Prime Time appealed this decision to CIT, which found that Commerce's rejection of Prime Time's questionnaire responses and decision to not calculate an importer-specific rate for Ningbo Homey were unsupported. Commerce then accepted Prime Time's information but continued to reject an importer-specific rate. Only after the final remand did Prime Time challenge Commerce's continued refusal to calculate the importer-specific rate.
The court, though, said Prime Time's argument that Commerce insufficiently explained its practices was barred because the company did not initially raise the arguments before Commerce. Prime Time cannot now argue that its past attempts to get Commerce to reconsider its questionnaire responses rendered any further attempt at reconsideration “futile” simply because the circumstances changed, CIT said (see 2105260054).
DOJ backed this contention in the Federal Circuit, holding that Prime Time failed to exhaust its administrative remedies and that this exhaustion doctrine applies to remand proceedings (see 2108120024). But Commerce had a "full opportunity" to respond to Prime Time's arguments, the importer said in reply. Prime Time said five previous times that Commerce should put the gap-filling information on the record: in the (1) initial filing for the review, (2) request for reconsideration, (3) case brief, (4) briefing and oral argument at CIT and (5) the remand filing before the draft redetermination. Raising it again would have been futile, Prime Time said.
CIT said that Commerce was not given ample chance to respond to Prime Time's arguments in its remand results, identifying that Prime Time's argument for gap-filling information was newly raised. "Prime Time acknowledged that its filing was incomplete, but argued that the suggested gap-filling information made its filing not so incomplete as to allow Commerce to ignore it," the brief said. "Without the gap-filling information on the record, however, it was impossible for Prime Time to explain why.
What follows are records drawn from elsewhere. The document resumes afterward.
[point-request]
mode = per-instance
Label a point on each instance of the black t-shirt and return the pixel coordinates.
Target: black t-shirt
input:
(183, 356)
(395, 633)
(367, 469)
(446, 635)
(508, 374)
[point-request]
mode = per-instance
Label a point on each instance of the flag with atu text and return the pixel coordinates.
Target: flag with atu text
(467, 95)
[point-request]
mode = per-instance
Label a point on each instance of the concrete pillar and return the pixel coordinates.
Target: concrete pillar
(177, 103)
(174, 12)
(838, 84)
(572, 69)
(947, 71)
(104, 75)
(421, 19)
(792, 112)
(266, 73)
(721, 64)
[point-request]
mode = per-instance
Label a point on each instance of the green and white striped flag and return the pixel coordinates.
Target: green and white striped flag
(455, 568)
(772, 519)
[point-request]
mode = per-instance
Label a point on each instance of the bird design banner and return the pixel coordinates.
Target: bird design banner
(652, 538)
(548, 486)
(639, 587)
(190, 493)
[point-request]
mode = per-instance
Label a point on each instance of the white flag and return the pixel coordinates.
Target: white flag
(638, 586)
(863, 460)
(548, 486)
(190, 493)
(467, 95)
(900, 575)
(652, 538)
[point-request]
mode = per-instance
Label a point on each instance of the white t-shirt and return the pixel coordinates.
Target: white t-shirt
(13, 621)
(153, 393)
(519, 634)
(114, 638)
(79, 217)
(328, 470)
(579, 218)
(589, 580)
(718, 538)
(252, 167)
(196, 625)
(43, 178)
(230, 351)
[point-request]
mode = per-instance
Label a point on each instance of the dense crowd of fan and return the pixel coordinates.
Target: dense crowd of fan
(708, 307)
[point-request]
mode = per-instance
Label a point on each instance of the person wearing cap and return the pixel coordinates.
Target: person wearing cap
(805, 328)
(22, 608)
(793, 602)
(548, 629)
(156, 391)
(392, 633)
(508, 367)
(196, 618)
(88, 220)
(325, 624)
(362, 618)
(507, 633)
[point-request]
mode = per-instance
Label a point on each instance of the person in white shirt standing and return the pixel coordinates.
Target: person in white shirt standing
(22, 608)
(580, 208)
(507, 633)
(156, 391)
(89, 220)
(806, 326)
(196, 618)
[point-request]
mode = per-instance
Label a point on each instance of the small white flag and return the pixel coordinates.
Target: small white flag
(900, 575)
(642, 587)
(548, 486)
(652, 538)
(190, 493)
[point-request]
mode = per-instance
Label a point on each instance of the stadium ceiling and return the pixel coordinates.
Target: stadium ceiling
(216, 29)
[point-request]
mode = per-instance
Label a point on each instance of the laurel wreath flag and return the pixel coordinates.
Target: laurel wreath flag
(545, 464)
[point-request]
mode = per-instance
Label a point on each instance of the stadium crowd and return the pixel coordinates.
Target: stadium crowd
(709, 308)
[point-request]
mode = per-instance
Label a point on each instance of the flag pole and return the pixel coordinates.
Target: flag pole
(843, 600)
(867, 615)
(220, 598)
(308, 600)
Contrary to the Trade Court’s finding, Prime Time’s argument was the same throughout the proceeding, and was raised during the remand proceeding. Thus, the Trade Court abused its discretion because it 'exercised its judgment on clearly erroneous findings of material fact.'"
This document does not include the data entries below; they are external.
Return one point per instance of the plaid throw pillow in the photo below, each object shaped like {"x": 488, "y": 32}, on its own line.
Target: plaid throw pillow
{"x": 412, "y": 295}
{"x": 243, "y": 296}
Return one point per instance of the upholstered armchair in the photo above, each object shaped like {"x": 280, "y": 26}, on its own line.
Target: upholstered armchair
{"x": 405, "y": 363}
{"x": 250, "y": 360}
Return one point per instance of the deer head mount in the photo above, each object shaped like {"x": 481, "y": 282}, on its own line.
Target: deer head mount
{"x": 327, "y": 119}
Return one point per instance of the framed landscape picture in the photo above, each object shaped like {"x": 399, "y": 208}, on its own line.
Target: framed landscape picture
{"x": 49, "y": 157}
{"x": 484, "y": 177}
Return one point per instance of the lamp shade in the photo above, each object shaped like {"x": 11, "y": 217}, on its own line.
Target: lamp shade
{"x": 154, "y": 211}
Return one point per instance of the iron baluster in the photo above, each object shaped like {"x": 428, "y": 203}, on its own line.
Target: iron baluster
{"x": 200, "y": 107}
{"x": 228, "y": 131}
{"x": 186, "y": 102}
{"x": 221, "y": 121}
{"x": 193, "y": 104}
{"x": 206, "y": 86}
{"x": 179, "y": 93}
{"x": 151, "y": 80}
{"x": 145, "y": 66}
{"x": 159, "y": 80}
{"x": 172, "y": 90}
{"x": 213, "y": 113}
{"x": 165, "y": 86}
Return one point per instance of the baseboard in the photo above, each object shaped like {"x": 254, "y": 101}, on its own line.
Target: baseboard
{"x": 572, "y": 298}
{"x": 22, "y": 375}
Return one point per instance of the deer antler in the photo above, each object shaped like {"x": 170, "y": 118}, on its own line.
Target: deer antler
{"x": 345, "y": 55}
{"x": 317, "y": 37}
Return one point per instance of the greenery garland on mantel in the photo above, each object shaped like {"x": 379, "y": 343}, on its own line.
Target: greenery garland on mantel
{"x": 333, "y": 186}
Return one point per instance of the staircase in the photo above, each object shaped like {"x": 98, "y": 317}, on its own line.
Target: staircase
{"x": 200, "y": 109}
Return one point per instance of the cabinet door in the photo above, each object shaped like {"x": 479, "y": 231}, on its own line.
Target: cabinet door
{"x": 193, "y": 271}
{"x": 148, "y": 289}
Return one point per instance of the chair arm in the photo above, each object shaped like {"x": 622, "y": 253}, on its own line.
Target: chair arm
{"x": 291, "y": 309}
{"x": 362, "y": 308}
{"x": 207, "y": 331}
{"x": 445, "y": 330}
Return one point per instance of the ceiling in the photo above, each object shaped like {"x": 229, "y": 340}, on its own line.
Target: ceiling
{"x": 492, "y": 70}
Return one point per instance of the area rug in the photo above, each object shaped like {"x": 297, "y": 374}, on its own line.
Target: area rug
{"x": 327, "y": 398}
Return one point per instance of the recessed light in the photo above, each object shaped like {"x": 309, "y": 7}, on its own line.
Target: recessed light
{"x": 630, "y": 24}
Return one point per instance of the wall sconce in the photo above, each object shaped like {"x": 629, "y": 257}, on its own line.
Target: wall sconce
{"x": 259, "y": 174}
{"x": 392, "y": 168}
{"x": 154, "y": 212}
Commerce said its regulations require Prime Time to have raised all the arguments after getting the draft remand results. But this misunderstands its own regulations and prior case law, the importer said. "Commerce claims that exhaustion was required because Commerce may have considered Prime Time’s argument had Prime Time raised it a fifth or sixth time," the brief said. "This Court in [Itochu Bldg. Prods. v. United States] dismissed the notion that an argument must also be raised after a preliminary decision or draft remand despite significant prior efforts raising the argument."